The famous Benjamin Franklin said that without continual growth and progress, such words as improvement, achievement and success, have no meaning.
I want to add to that and say that Sustainable Improvement is the pathway to the future we want for all. It offers a framework to generate economic growth.
Improvements in general and sustainable improvements in particular are problematic areas and in Business, improvements come only from one (or any combination) of the following three aspects:
1. Technical improvements – such as new technology or automation.
2. Process improvements – covering aspects such as quick change-overs, modapts/work study, waste elimination and many more techniques.
3. Attitude improvements – such as motivational leadership and teamwork.
Finding the optimal combination of these three aspects lies at the heart of any improvement program. One can seldomly concentrate on only one (or even only two) of the three approaches.
The ODI programmes by design concentrate on the skills and mechanisms to implement process and attitude improvements and are some of the best in their class as confirmed over 20 years in many successful implementations.
The pillars of the 20 Keys Wheel acknowledge and emphasize these three legs of improvements:
Key 20 – Brings in Technological Improvements as a pillar key.
Key 1 – Cleaning and Organising is the platform from which most of the Process Improvement Keys (Key 4; 5; 6; 7; 8; etc) are to be launched.
Keys 2 and 3 – Goal Alignment and Small Group Activities are pillar keys to ensure a solid Attitude Improvement approach – at top management level through to the work floor level.

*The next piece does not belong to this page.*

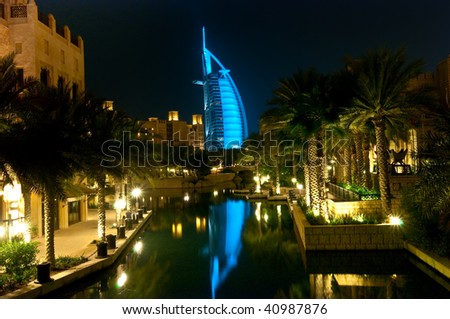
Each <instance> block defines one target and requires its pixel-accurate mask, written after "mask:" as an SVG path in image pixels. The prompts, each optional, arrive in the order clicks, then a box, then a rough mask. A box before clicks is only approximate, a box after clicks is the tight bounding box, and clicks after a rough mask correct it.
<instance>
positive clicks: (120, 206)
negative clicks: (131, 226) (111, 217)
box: [114, 196, 127, 225]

As we approach the era of the Fourth Industrial Revolution, businesses will have to focus more to implement all three improvement legs – perhaps simultaneously or staged in phases. Without bringing in the next level of Technical Improvements, even the best work done on Process and Attitude Improvements will be sub-
optimal. Management has a duty to ensure a synchronised approach on all three improvement legs for the next decade of sustainable operation.